In fact, there was a notable contingent of people at the time of Lee’s death who felt it was ghoulish to even finish and release The Crow for these reasons. And while I ultimately didn't agree with them, I very much can understand their point of view. Watching Brandon Lee play Eric Draven (a character who is shot over and over again after he returns from the dead), knowing what happened on set, is at times weird and sad. Yet grimly and eerily, it adds to the film’s power. I feel confident The Crow would have been a great movie no matter what, as director Alex Proyas brings so much atmosphere and cool energy to the horror-action hybrid, and Lee is so dynamic as Eric, aided by an excellent supporting cast and one hell of a great soundtrack. But it now had an added depth for a very tragic reason.

It’s OK for The Crow to Not Be About Eric Draven

All of which to say is, if you’re going to do a new Crow movie, why does it have to be about Eric? O.K., The Crow sequels made about other characters were all pretty weak, but they weren’t weak because they were about other characters being brought back to avenge their death by the mythical Crow. They were just poorly made movies.

As a concept and as a comic book, The Crow has never been an ongoing story of Eric Draven. Inevitably, especially after the movie made the character so well known, he was brought back in a couple of stories, but by and large, the comics have simply told different tales about different people, sometimes in different eras, being brought back by The Crow. And while a higher-budget reboot of The Crow has been in development for years (with the likes of Bradley Cooper, Jason Momoa and Mark Wahlberg attached at different points), I’d always be surprised to learn they were still planning to do the Eric Draven story again. The problem isn’t that it’s been done before, since we get remakes all the time, good and bad, telling a story we’ve seen before, and we also get new actors playing familiar roles all the time.

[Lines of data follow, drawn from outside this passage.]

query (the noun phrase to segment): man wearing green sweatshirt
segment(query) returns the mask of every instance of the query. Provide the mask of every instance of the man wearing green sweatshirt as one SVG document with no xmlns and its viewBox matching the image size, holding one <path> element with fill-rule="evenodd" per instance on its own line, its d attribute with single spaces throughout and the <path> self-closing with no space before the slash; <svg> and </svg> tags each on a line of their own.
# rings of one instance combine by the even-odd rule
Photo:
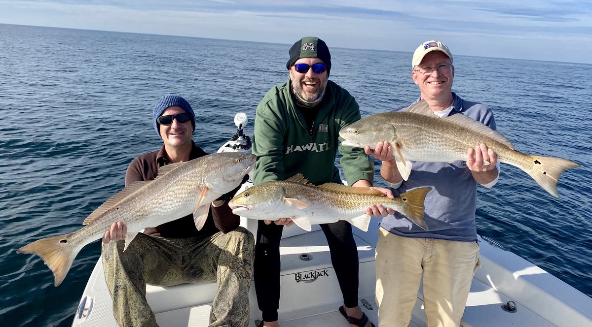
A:
<svg viewBox="0 0 592 327">
<path fill-rule="evenodd" d="M 342 183 L 335 166 L 337 150 L 348 184 L 370 187 L 373 161 L 363 149 L 342 147 L 339 130 L 360 119 L 359 106 L 349 93 L 329 80 L 331 55 L 325 43 L 304 37 L 289 50 L 288 80 L 267 92 L 257 107 L 253 153 L 258 160 L 254 184 L 284 180 L 300 173 L 315 185 Z M 390 191 L 381 190 L 392 198 Z M 376 216 L 392 212 L 373 206 Z M 279 307 L 279 241 L 289 218 L 259 221 L 254 262 L 255 290 L 263 327 L 277 327 Z M 352 326 L 374 326 L 358 304 L 358 258 L 349 222 L 321 225 L 343 295 L 340 312 Z"/>
</svg>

The specific problem here is the Eric Draven character is so completely intertwined with one actor, not simply because of how good they were in the role but because of the uniquely dark and sad scenario that occurred around them playing that role. It’s only natural for fans to elevate this character and be extra protective of any attempt to replicate what we saw in 1994. So why burden yourself with that? Just make a new Crow movie about a different person! If you want, you can do the requel approach and, say, bring back Ernie Hudson to connect it to the original a bit. Or it can 100% stand on its own with new characters in a new setting. But once you say “This is the new Eric Draven,” it’s going to be incredibly difficult for people to accept, even with a strong performer like Bill Skarsgard in the role.

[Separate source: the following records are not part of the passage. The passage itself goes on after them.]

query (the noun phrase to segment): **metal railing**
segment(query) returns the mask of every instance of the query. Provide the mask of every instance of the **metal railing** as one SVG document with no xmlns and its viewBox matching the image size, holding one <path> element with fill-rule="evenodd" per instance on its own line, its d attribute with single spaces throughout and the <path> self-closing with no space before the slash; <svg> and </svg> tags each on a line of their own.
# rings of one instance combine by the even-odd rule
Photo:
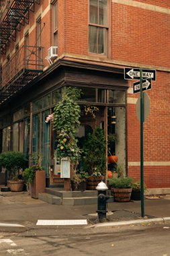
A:
<svg viewBox="0 0 170 256">
<path fill-rule="evenodd" d="M 43 70 L 43 48 L 23 46 L 2 68 L 2 87 L 17 79 L 26 70 Z"/>
</svg>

And yes, someone already played Eric Draven after Brandon Lee, as Mark Dacascos starred as Eric in the 1998-1999 TV series, The Crow: Stairway to Heaven. I’m a fan of Dacascos’ but that was a big mistake too, first off for trying to tell the Eric story again while failing to evoke any of its weight, but also for taking the tension out of the entire concept by having Eric come back and then just stick around, as his search for revenge became long enough to last for 22 episodes.

None of this means the 2024 version of The Crow will intrinsically be a bad film in and of itself. The trailer didn’t excite me but it also had some moments of visual flair, which makes sense given director Rupert Sanders does have a way with stylistic flourishes. The trailer also hints at much more time spent with Eric and Shelly together before their deaths, which is a nice way to differentiate it and deepen her as a character, even as it feels like they may unnecessarily tie Shelly’s past into why they are killed. But there’s a much bigger burden and higher bar for the film than it ever needed because the filmmakers decided to focus the story on Eric Draven again. And Eric Draven will forever be Brandon Lee because Brandon Lee never got the chance to be anyone else afterwards.